AMD has officially launched its Quad FX platform, targeting “megatasking” users and computing enthusiasts with pairs of the company’s Athlon 64 FX-70 series of dual core processors and chipsets from Nvidia, rather than AMD’s recently acquired graphics chipmaker ATI. The idea is to create a powerhouse offering designed to appeal to folks who need to run multiple demanding, multitheaded applications—think video editing and 3D rendering—or who just have to ow the biggest and hottest rigs to support their gaming habit. The Quad FX platform features AMD’s Dual Socket Direct Connect (DSDC) architecture, which the company claims is the first dual-socket, multi-core solution designed to “take advantage of the latest enhancements in Windows Vista Ultimate” by enabling high-bandwidth communication between matched processors.
“The emergence of a dual-socket consumer platform is critical for enthusiasts who demand systems that offer the sheer power and system headroom to let the enthusiast configure this system to his or her heart’s content, and launch a fleet of entertainment and productivity applications at once,” said Bob Brewer, corporate VP of AMD’s Desktop Division. “AMD is redefining performance by enabling our customers to take advantage of the amazing megatasking capability of two AMD Athlon 64 FX-70 series processors in the AMD Quad FX Platform.”

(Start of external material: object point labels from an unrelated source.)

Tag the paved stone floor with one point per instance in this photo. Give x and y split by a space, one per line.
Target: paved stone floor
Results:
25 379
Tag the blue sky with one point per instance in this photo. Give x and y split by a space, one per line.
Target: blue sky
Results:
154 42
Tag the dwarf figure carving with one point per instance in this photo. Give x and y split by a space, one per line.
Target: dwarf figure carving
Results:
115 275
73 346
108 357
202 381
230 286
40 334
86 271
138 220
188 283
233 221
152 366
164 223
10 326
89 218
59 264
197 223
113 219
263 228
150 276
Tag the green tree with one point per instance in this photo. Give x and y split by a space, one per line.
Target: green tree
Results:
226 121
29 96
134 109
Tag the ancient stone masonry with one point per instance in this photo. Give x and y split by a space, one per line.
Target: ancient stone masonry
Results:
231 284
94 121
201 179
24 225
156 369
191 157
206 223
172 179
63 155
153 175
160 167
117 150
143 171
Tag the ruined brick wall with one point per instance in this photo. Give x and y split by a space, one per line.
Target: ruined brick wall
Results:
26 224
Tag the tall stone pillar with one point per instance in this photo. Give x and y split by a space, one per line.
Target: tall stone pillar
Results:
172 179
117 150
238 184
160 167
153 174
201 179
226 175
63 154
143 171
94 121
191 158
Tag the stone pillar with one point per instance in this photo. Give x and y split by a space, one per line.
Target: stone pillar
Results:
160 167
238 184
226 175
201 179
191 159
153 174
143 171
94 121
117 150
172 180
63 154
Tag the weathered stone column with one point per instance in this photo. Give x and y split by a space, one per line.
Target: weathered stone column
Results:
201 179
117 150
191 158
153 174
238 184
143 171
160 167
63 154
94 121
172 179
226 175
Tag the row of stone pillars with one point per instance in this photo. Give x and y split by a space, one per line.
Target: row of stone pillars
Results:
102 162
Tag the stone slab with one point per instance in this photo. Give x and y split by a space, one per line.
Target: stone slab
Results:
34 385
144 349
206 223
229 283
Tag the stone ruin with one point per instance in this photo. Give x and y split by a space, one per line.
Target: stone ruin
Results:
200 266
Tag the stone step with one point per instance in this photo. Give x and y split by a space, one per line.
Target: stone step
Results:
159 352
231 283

AMD is claiming the Quad FX platform can handle enormous amounts of data in real time, including support for “outrageous” configurations like 12 SATA controllers managing 9 TB of storage, support for four or eight monitors using four PCI-E video cards, simultaneous processing of up to 20 USB 2.0 channels or four gigabit Ethernet ports. AMD’s DSDC architecture theoretically enables customers to upgrade their systems as their needs evolve, with eventual eight-core (quadcore × 2) systems on a horizon as a “seamless” upgrade in 2007.
AMD’s pricing for Quad FX FX-70, FX-72, and FX74 processors (2.6, 2.8, and 3.0 GHz) are $599, $799, and $999, respectively, and should be available from NewEgg today, with worldwide availability in early 2007. System builders should be offering Quad FX systems in the near future.
However, all may not be rosy for AMD’s Quad FX: early reports of the Quad FX’s performance and power consumption don’t show the processor in a favorable light compared to Intel’s Core 2 Extreme QX6700; PC Perspective cites a study from the Japanese Impress showing the Quad FX FX-74 gets into the same performance neighborhood, but at significantly higher power consumption. So get those cooling kits ready, folks.